Is this a military ‘me too’ costume?



Gov. Bill Walker signed an administrative order, piggy backing it as a ceremony during the return of Last Frontier Honor Flight veterans who went to Washington, D.C. to visit the war memorials.

The event took place at the Ted Stevens International Airport, where veterans disembarked from the 10th Honor Flight and were wheeled in to the front of the pop-up event to be included in the picture.

In front of men and women who were wearing medals earned through service, and wearing his military-style incident command jacket, Walker wielded his pen while highlighting his role as commander in chief.

It was a contrast with U.S. Sen. Dan Sullivan, a lieutenant colonel in the United States Marine Corps Reserves, who had greeted the Honor Flight veterans in D.C. in his civilian suit and tie. No need to pull rank on these heroic veterans.

Senator Dan Sullivan greets a group of Alaska World War II, Korean and Vietnam veterans visiting Washington, D.C. as part of the The Last Frontier Honor Flight, Inc. The flight – the 10th since the Alaska Honor Flight was founded – brought the 275th Alaska veteran (125th from our Greatest Generation) to visit and experience the monuments and memorials built in honor of their service and sacrifice. “On behalf of a grateful state and nation, I say thank you,” Sullivan said.

Was Gov. Walker, who has not served in the military, borrowing glory from the heroes of World War II, the Korean War and the Vietnam War?

Were they being used as props for a photo op for the governor, who faces a tough re-election battle?

It’s a question for the veterans among us.

Normally, governors are issued incident command jackets by the U.S. Army National Guard to wear during disasters in the incident command environment, since constitutionally the governor is the commander in chief for the Army and Air Guard.

They are not typically worn during civilian events, although a governor can wear it whenever he chooses. The patches are merely decorative to inform everyone who the governor is in the hierarchy of command.

Back in 2007, Gov. Sarah Palin visited Alaska Air National Guard troops at Camp Virginia, Kuwait, and wore a loose-fitting T-shirt.

Gov. Sarah Palin looks over a squad from her state during a visit to Camp Virginia, Kuwait in 2007. The tour of the desert camp culminated at lunch with her Alaska National Guard Soldiers in the dining facility. Wikimedia photo.


Administrative Order No. 293 creates an 11-member task force to research and coordinate efforts, collect histories and artifacts, research funding and propose possible sites.

“Alaska has a rich and complicated relationship with the U.S. military,” states the administrative order.
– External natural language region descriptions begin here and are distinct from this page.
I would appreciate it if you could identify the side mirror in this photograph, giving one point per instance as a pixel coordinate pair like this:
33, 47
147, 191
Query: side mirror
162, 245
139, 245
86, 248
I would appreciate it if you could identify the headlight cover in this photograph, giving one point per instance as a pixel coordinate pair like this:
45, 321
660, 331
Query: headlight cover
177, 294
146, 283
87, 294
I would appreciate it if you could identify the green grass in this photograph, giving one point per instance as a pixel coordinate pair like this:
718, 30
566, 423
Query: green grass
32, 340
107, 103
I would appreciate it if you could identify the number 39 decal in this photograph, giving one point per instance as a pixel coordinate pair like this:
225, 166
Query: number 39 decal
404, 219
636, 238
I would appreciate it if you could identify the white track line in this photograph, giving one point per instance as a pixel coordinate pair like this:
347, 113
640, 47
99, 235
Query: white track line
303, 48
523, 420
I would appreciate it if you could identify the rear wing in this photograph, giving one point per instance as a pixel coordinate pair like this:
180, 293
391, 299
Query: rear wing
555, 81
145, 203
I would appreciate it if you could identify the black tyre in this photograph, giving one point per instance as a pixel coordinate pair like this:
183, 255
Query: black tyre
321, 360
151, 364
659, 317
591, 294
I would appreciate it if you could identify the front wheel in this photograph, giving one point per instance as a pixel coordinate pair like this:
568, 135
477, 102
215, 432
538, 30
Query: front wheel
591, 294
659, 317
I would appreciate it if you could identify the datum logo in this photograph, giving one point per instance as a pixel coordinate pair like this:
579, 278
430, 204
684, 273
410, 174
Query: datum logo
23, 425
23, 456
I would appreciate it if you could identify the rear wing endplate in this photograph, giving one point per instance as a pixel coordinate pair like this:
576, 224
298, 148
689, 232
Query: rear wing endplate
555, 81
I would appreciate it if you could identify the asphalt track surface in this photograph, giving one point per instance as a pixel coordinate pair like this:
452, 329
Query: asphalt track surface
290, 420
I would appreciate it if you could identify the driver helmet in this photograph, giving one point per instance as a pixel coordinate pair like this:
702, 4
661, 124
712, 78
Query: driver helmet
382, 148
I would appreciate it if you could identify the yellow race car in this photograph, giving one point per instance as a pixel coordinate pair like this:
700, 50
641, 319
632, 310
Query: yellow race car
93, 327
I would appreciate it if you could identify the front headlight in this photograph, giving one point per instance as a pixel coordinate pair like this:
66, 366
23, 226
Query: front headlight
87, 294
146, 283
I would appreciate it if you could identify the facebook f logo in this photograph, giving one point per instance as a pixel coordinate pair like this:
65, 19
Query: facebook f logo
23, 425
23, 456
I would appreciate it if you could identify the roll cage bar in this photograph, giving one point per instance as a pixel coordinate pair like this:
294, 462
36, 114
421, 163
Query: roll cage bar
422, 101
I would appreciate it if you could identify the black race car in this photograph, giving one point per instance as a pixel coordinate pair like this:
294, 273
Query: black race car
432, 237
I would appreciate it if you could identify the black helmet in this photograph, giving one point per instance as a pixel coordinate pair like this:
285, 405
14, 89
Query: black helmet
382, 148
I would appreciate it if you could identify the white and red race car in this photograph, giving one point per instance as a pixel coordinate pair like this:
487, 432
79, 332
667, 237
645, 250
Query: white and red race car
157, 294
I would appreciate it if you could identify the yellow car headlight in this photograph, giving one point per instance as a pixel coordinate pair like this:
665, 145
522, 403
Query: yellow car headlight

Major components of that history currently go unrecognized. The internment of Alaska Native people in Southeast Alaska during WWII. The role African-American soldiers played in the building of the Alcan, referred to as the “Road to Integration” in the Army. The Aleutian Islands’ role as the only part of North America to endure prolonged enemy occupation by Japan during World War II.”

“Alaska has more veterans per capita than any other state in the country, and Alaska Native people serve the armed forces in higher proportions than any other demographic. It is important to recognize this history, and honor those who sacrifice, those who continue to serve, and those who will serve the future,” the order says.

The task force, which will be appointed by the governor, is to produce an initial report by Oct. 1.


  1. Well played, Suzanne, on the Walker “cosplay” title. Walker really is an empty suit using everyone around him to appear to legitimize his theft, of valor, of PFDs, and God only knows what other ripoffs of the Alaskan people he has planned before we can kick his sorry ass out the door. When do Alaskans stop falling for these lying bastards? I’d like to know his net worth before the governorship and after.

  2. I dont understand the purpose of the commission. Anyone with a modicum of interest in Alaska history knows that African Americans played a significant role in building the Alcan, and that Native Alaskans were interred in SE Alaska due to the Japanese invasion threat.

    • Yep… we could. Not saying we will… but we could. Not sure if the word ignorant comes into play but we can only hope that Alaskans will be thoughtful in the next election. Easy there Kate..ignorant is a strong word.

  3. And what about the Prince William Sound Museum started by and populated by Ted Spencer…this museum is the gem of Whittier with excellent exhibits with lots of military information and history. Spencer’s museum captures the essence of the military and is well rounded. Ted founded the Alaska Aviation Heritage Museum and is considered the Godfather of Alaska aviation history, and that includes the military’s efforts as well.

  4. Interesting. Walker wears military style clothing when dealing with Vets and the wears kuspuks when dealing with Alaska Natives. Gee…what could be his motive?